Во второй главе своего повествования я не случайно столько внимания уделил феномену эрекции. Дело в том, что мой самообман в немалой степени строился на полнейшем невежестве в этом вопросе. Ведь ни в одном из описаний романтического поцелуя, которыми изобиловали прочитанные мной любовные романы, не говорилось о том, что в момент лобзания у мужчины происходит эрекция. Это ведь естественно – в романах о таком не пишут. Но даже в медицинской энциклопедии не было ни слова о связи эрекции с поцелуем. Я пребывал в твердой уверенности, что сие явление наблюдается либо непосредственно перед совокуплением, либо во время эротических фантазий. Поэтому я ничуть не сомневался: в нужный момент эрекция случится сама собой, безо всякого влечения к женщине, – как естественный дар небес. Где-то в тайниках души копошился червь сомнения, нашептывавший, что именно со мной, единственным из всех людей, этого как раз может и не произойти. Смутные подозрения такого рода были источником постоянного беспокойства, одолевавшего меня по самым разным поводам. Хоть раз, предаваясь своей «дурной привычке», представил я себе женские прелести – пусть бы из научного интереса? Нет, ни разу. И при этом, хотите верьте, хотите нет, я относил подобное упущение на счет своей лености!

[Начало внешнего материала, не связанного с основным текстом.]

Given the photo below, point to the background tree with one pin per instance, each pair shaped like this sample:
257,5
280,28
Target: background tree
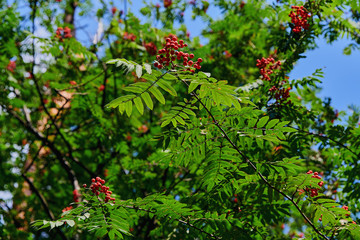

Я не знал одной очень важной вещи. Все прочие подростки по ночам видели во сне женщин – тех самых, кого они днем встретили на улице. Перед их взором прекрасными медузами, плавающими по волнам ночного моря, колыхались девичьи груди. Некая часть женской анатомии, шевеля влажными губами, пела нескончаемые песни, словно сладкоголосая сирена…
Неужто виновата одна только леность, вновь и вновь спрашивал я себя. Я всегда был у жизни прилежным и старательным учеником, но все мое усердие расходовалось на защиту этой иллюзии: да, я просто слишком ленив, и больше ничего. Веря в это, я мог ощущать себя в безопасности.